The potential adverse impact of a high number of Covid-19 deaths could easily be decisive in the coming election, especially since by the end of this month the number of those deaths will equal, if not exceed, all of the deaths suffered by U.S. personnel in all of the wars fought since World War II, including the wars in Korea, Vietnam, Afghanistan and Iraq. That also explains why the President has embarked upon a campaign to blame those deaths on the Chinese government (which suppressed the extent of the threat posed by the coronavirus outbreak) and the World Health Organization (which failed to press China for more information about the virus and was slow to declare a pandemic). Even so, the U.S. death toll from just the first wave of the virus is now projected by the Institute for Health Metrics and Evaluation (“IHME”) to reach 143,000. Until the latter part of April, the Trump administration’s actions had been guided by the IHME projections; however, that changed when the President decided that he no longer wished to continue the nation’s social distancing restrictions through the month of May, a principal underlying assumption of those projections.

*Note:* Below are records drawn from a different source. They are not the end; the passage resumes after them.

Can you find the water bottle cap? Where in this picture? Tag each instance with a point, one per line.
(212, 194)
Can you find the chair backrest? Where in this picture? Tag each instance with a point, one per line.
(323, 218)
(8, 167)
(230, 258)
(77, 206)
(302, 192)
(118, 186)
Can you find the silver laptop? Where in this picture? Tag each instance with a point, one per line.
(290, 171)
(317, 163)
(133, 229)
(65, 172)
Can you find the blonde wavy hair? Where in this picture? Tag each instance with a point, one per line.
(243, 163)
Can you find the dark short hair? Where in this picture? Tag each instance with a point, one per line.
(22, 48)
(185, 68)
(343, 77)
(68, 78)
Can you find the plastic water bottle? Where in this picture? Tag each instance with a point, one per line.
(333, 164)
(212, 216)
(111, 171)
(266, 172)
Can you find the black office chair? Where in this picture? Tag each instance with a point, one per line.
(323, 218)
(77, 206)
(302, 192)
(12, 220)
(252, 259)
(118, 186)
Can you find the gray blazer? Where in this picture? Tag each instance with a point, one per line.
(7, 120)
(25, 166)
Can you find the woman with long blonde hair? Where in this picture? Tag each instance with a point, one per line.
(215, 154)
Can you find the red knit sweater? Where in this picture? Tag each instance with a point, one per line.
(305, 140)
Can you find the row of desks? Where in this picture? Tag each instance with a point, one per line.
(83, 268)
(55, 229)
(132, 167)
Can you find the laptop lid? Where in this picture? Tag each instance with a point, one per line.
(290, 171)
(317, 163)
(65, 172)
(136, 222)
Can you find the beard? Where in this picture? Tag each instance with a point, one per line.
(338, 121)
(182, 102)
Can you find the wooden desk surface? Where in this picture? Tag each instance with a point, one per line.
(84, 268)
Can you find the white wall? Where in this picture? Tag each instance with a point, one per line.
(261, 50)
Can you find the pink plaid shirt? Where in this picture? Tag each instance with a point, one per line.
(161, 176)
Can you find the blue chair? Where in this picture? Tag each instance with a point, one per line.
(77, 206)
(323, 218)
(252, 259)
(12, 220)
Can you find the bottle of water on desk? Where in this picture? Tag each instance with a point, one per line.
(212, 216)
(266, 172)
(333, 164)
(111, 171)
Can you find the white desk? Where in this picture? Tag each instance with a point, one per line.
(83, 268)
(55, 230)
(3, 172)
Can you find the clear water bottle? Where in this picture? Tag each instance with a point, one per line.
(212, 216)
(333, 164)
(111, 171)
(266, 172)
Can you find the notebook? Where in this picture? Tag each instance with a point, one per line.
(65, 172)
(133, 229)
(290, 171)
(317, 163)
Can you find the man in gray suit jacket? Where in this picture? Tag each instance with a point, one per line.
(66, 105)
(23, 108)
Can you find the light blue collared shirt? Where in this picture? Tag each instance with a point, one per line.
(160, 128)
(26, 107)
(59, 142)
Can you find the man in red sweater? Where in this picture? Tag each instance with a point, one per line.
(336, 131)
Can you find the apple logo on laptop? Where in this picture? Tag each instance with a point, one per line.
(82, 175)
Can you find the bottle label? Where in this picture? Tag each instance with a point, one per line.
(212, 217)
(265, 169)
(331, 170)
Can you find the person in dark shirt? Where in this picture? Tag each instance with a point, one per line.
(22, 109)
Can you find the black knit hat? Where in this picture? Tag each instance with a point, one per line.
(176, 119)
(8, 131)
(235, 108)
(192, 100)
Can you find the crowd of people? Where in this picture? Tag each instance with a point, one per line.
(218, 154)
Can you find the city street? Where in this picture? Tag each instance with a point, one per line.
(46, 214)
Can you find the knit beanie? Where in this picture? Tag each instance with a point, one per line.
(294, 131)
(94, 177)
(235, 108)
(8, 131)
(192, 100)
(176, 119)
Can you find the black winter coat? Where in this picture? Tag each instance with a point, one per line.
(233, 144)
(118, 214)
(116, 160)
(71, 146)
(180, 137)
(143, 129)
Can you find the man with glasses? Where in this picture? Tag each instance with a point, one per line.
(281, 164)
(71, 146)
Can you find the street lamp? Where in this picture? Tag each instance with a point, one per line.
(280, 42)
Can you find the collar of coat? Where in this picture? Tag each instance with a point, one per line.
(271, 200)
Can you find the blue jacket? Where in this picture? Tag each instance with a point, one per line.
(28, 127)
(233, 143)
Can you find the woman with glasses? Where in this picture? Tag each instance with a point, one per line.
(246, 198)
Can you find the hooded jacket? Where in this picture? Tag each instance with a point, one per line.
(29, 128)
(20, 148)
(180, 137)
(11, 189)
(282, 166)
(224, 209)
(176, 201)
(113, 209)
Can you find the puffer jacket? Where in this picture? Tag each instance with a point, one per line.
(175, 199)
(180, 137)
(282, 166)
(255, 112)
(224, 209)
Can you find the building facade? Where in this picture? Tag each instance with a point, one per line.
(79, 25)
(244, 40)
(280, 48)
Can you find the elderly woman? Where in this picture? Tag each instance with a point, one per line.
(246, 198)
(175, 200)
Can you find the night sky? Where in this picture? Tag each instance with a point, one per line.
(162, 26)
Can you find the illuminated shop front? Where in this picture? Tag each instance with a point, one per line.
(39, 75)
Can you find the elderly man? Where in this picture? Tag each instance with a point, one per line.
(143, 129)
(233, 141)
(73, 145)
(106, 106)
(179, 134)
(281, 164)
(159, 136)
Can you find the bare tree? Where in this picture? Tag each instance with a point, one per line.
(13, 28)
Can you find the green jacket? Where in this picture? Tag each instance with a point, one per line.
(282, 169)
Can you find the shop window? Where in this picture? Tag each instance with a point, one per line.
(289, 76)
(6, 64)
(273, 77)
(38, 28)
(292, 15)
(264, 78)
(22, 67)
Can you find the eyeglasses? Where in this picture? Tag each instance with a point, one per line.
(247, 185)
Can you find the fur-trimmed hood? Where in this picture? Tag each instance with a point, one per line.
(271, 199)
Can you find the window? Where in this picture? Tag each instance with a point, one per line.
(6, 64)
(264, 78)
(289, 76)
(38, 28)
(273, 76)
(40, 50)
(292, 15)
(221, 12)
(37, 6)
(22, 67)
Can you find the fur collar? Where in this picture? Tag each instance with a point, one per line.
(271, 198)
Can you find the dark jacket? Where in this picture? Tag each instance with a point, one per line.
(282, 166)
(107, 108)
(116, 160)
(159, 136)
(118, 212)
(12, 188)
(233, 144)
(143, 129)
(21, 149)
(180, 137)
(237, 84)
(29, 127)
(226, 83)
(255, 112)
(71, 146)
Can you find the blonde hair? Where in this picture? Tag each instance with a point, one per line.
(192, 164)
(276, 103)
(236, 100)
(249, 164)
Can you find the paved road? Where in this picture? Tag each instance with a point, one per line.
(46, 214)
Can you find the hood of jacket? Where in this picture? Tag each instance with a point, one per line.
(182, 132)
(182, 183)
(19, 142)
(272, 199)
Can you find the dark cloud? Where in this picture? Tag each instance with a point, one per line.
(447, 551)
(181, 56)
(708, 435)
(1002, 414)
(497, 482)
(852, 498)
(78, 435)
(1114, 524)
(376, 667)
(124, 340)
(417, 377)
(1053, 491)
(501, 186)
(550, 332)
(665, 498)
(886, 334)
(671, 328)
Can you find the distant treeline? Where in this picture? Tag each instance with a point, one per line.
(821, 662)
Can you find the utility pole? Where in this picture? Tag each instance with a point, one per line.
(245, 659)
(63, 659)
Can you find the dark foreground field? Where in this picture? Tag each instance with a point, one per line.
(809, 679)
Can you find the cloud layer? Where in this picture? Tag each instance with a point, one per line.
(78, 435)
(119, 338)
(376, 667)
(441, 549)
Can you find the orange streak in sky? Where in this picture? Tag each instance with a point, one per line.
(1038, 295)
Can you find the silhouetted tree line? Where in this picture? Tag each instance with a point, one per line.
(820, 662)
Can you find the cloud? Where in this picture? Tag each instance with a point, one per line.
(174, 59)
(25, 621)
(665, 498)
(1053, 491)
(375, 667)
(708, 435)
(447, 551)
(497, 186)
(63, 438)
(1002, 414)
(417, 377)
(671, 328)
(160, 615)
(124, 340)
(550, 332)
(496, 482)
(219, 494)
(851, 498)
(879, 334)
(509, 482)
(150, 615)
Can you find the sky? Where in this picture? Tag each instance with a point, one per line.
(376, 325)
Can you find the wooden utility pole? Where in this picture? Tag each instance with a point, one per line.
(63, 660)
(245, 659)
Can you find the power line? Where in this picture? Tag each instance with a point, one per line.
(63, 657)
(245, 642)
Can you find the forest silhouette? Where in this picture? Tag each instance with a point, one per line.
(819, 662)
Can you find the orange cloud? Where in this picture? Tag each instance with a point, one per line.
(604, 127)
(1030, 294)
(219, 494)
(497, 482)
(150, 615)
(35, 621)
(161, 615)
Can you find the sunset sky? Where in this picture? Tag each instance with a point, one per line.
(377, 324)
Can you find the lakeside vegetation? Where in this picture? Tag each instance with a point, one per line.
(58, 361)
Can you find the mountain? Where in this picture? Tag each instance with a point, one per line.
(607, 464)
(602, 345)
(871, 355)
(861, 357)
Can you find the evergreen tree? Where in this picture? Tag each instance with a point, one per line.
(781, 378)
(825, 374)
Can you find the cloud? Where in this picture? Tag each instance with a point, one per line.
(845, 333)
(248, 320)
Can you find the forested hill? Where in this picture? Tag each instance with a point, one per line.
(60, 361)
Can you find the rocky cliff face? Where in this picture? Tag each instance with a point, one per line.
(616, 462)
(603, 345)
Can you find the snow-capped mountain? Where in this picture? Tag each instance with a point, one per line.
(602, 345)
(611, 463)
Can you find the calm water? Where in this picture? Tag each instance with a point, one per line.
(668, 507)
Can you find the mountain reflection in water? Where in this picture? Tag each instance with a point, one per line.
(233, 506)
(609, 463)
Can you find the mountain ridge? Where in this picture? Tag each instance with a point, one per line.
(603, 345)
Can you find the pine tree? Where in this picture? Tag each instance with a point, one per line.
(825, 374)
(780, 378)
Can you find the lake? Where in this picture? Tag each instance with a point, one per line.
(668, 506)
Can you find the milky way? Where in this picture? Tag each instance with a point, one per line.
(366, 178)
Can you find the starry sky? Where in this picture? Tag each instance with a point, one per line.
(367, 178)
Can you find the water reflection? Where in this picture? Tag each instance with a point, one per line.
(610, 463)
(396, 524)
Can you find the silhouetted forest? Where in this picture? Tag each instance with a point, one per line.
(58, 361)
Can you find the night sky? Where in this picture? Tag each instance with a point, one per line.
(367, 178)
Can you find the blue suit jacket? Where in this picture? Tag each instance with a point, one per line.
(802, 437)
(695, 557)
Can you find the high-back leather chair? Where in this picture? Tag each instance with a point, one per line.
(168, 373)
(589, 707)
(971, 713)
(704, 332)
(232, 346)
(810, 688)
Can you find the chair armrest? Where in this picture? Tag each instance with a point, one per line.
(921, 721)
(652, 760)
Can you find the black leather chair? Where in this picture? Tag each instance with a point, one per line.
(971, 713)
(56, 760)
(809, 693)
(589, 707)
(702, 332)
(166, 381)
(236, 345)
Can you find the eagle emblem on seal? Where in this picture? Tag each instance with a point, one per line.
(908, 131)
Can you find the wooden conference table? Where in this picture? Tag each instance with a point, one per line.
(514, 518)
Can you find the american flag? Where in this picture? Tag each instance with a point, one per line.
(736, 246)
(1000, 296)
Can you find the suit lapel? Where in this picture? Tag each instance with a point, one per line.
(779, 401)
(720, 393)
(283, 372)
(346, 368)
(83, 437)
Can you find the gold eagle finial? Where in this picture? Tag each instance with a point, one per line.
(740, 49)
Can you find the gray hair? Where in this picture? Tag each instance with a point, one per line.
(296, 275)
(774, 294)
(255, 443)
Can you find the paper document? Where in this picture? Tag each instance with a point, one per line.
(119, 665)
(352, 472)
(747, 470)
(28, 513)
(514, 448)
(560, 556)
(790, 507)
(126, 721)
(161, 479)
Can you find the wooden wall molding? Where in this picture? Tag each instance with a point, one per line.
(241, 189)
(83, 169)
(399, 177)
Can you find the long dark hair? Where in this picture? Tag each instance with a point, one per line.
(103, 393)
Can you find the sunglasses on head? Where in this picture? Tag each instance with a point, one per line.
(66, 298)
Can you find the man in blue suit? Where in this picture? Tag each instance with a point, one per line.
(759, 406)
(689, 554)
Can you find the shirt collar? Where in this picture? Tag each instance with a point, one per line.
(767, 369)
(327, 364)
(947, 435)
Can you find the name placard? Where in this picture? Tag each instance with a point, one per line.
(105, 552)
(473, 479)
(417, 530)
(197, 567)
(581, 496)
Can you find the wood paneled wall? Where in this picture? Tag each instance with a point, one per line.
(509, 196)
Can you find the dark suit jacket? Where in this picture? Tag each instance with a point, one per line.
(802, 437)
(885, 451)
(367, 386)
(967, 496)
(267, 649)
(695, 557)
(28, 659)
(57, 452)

Part of the difficulty faced by the President in blaming China and the W.H.O. is that their actions affected all nations, not just the U.S.; and the number of COVID-19 deaths in this country far exceeds those reported in every other country. In fact, the percentage of individuals dying from the virus in the United States is already more than one quarter of all those reported throughout the world and, based upon the current IHME projections, that could increase to one-third of those deaths by the end of this year. The U.S. death toll from the virus looks particularly bad in relation to certain southeast Asian countries such as Japan, South Korea, Australia, New Zealand and Singapore, all of which lie relatively close to China where the virus originated. Their national death tolls currently stand at 744, 263, 99, 21 and 22, respectively.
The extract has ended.